Il bilancio politico-militare di questa guerra, che ha versato fiumi di sangue e bruciato enormi risorse, è catastrofico: centinaia di migliaia di morti tra i civili, provocati dalle operazioni belliche, più un numero inquantificabile di «morti indirette» per povertà e malattie causate dalla guerra. Solo gli Stati uniti – documenta il New York Times – vi hanno speso oltre 2.500 miliardi di dollari. Per addestrare e armare 300 mila soldati governativi, sbandatisi in pochi giorni di fronte all’avanzata talebana, sono stati spesi dagli Usa circa 90 miliardi. Circa 55 miliardi per la «ricostruzione» sono stati in gran parte sprecati a causa della corruzione e inefficienza, Oltre 10 miliardi di dollari, investiti in operazioni anti-droga, hanno avuto come risultato che la superficie coltivata ad oppio è quadruplicata, tanto che l’Afghanistan fornisce oggi l’80% dell’oppio prodotto illegalmente nel mondo.
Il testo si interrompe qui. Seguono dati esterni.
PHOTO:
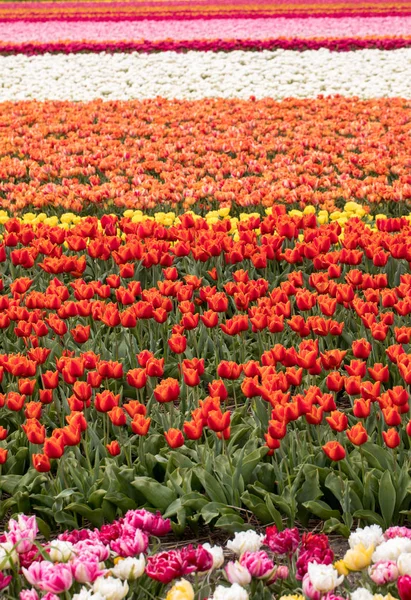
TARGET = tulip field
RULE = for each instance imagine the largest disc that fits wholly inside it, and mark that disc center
(205, 300)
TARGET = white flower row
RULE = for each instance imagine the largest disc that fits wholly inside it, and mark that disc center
(194, 75)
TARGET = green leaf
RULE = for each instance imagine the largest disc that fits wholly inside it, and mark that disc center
(194, 501)
(275, 515)
(123, 502)
(232, 523)
(257, 507)
(377, 457)
(95, 516)
(334, 526)
(43, 528)
(370, 516)
(310, 490)
(387, 497)
(250, 463)
(158, 495)
(321, 509)
(212, 510)
(212, 487)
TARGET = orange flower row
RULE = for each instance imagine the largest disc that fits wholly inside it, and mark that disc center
(180, 154)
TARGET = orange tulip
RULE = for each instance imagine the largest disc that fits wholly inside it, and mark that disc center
(54, 447)
(117, 416)
(167, 390)
(334, 450)
(41, 463)
(113, 448)
(357, 434)
(391, 438)
(193, 429)
(174, 438)
(140, 424)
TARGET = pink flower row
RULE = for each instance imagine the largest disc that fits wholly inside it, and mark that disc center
(45, 17)
(336, 45)
(203, 29)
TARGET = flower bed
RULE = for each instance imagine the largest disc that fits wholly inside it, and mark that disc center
(271, 352)
(205, 237)
(116, 561)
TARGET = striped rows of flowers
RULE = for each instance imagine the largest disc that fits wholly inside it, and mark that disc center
(115, 560)
(205, 312)
(226, 339)
(179, 155)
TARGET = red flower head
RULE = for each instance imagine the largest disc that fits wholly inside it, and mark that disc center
(167, 390)
(174, 438)
(334, 450)
(357, 434)
(113, 448)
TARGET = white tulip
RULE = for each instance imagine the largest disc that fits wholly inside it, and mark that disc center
(324, 578)
(111, 588)
(235, 592)
(129, 568)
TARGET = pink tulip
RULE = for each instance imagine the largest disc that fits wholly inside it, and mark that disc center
(49, 577)
(85, 568)
(258, 564)
(309, 590)
(22, 532)
(404, 587)
(383, 572)
(94, 547)
(130, 545)
(195, 559)
(4, 580)
(29, 595)
(282, 542)
(146, 521)
(165, 566)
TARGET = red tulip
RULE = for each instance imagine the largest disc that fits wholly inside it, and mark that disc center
(167, 390)
(41, 463)
(357, 434)
(113, 448)
(391, 438)
(334, 450)
(174, 438)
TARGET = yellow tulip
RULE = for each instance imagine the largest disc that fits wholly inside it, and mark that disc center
(309, 210)
(182, 590)
(224, 212)
(381, 597)
(358, 558)
(352, 206)
(340, 567)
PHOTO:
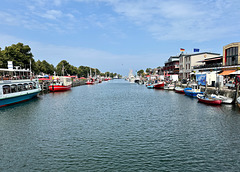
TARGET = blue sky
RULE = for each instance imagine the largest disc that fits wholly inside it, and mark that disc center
(118, 35)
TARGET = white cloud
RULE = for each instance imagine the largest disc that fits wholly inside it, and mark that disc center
(52, 14)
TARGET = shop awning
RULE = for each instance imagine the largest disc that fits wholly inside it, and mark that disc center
(227, 72)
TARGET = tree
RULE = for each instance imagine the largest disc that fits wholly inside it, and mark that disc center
(148, 70)
(140, 72)
(63, 68)
(44, 67)
(20, 55)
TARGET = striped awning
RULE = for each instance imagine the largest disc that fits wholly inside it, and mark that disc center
(227, 72)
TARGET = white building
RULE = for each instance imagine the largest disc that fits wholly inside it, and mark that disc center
(188, 61)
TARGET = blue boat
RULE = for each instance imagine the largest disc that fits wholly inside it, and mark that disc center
(16, 91)
(193, 91)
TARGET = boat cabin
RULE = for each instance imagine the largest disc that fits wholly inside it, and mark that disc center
(8, 88)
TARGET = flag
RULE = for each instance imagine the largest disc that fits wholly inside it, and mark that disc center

Emblematica è la storia di Ashraf Ghani, il presidente fuggito in un esilio dorato. Formatosi all’Università Americana a Beirut, faceva carriera alle università Columbia, Berkeley, Harvard e Johns Hopkins negli Usa, e alla Banca Mondiale a Washington. Nel 2004, in veste di ministro delle finanze, otteneva dai paesi «donatori», tra cui l’Italia, un «pacchetto di assistenza» di 27,5 miliardi di dollari. Nel 2014, in un paese in guerra sotto occupazione Usa/Nato, veniva nominato presidente ufficialmente col 55% dei voti. Nel 2015 il presidente Mattarella lo riceveva con tutti gli onori al Quirinale, insieme alla ministra della Difesa Pinotti che lo aveva incontrato un anno prima a Kabul.
Questa catastrofica esperienza si aggiunge a quelle che l’Italia ha già vissuto per aver partecipato, violando la propria Costituzione, alle guerre Nato dai Balcani al Medioriente e al Nordafrica. Nessuna lezione ne viene però tratta dalle forze politiche che siedono in parlamento. Mentre a Washington lo stesso Presidente demolisce il castello di menzogne sugli «alti scopi umanitari», con cui è stata motivata la partecipazione italiana alla guerra in Afghanistan, a Roma, come nel romanzo 1984 di Orwell, si cancella la storia.